Guillaume’s blog - Logbook for September 21

Week 35 - September 21

Thursday 9/2

Paper reviewed on arxiv about Continuous Control With Deep Reinforcement Learning. (Lillicrap et. al - 2015) arXiv:1509.02971. This is about DDPG. Initial paper comes from David Silver: Deterministic policy gradient algorithms in ICML 2014, but is not easy to read. Here is a review from towardsdatascience, in which the Deep Deterministic Policy Gradients (DDPG) is presented, and is written for people who wish to understand the DDPG algorithm.

Week 36 - September 21

Monday 9/6

Install of barrier to share keyboard/mouse between linux and windows.
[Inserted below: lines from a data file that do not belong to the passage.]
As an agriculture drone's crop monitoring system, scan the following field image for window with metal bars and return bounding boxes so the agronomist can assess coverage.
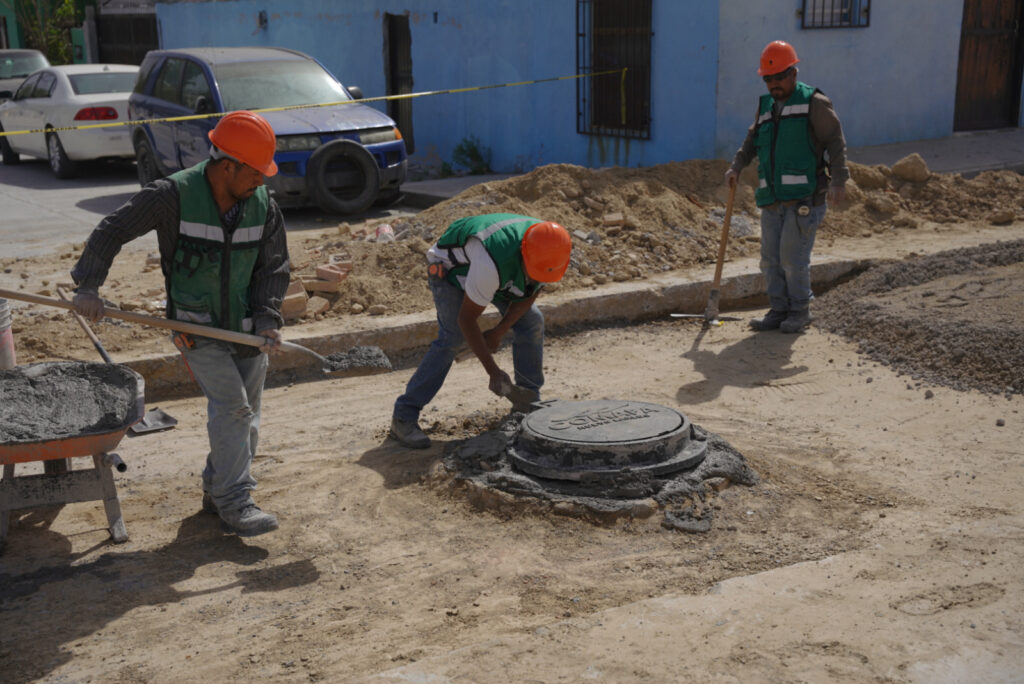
[576,0,652,139]
[801,0,871,29]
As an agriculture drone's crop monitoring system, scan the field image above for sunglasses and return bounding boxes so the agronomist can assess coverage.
[763,68,793,84]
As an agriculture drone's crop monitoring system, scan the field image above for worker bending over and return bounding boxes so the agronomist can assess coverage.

Nice combinaison with KVM usb switch.

Move wsl to another drive with move-wsl

Wednesday 9/8

Creation of custom gym environment and optimization using DQN, then DDPG with stable baselines 3. Takes around 50,000 steps to optimize a ultra simple grid problem… No success with DDPG, something missing?

Thursday 9/9

Still playing with gym and stable baselines 3. A2C, PPO and SAC are working but DDPG and TD3 are not (and I don’t know why)

Week 38 - September 21

Monday 9/20

Back to Aniti RL virtual school. Looking for material to be used to explain RL to my colleagues, and how to properly describe the experience I am running with gym.

Certainly will start lectures from deepming: 2021 DeepMind x UCL RL Lecture Series

Thursday 9/23

Start plotly course from datacamp using my datacamp learning process. I need basic interactivity and 3d plots to illustrate reward functions.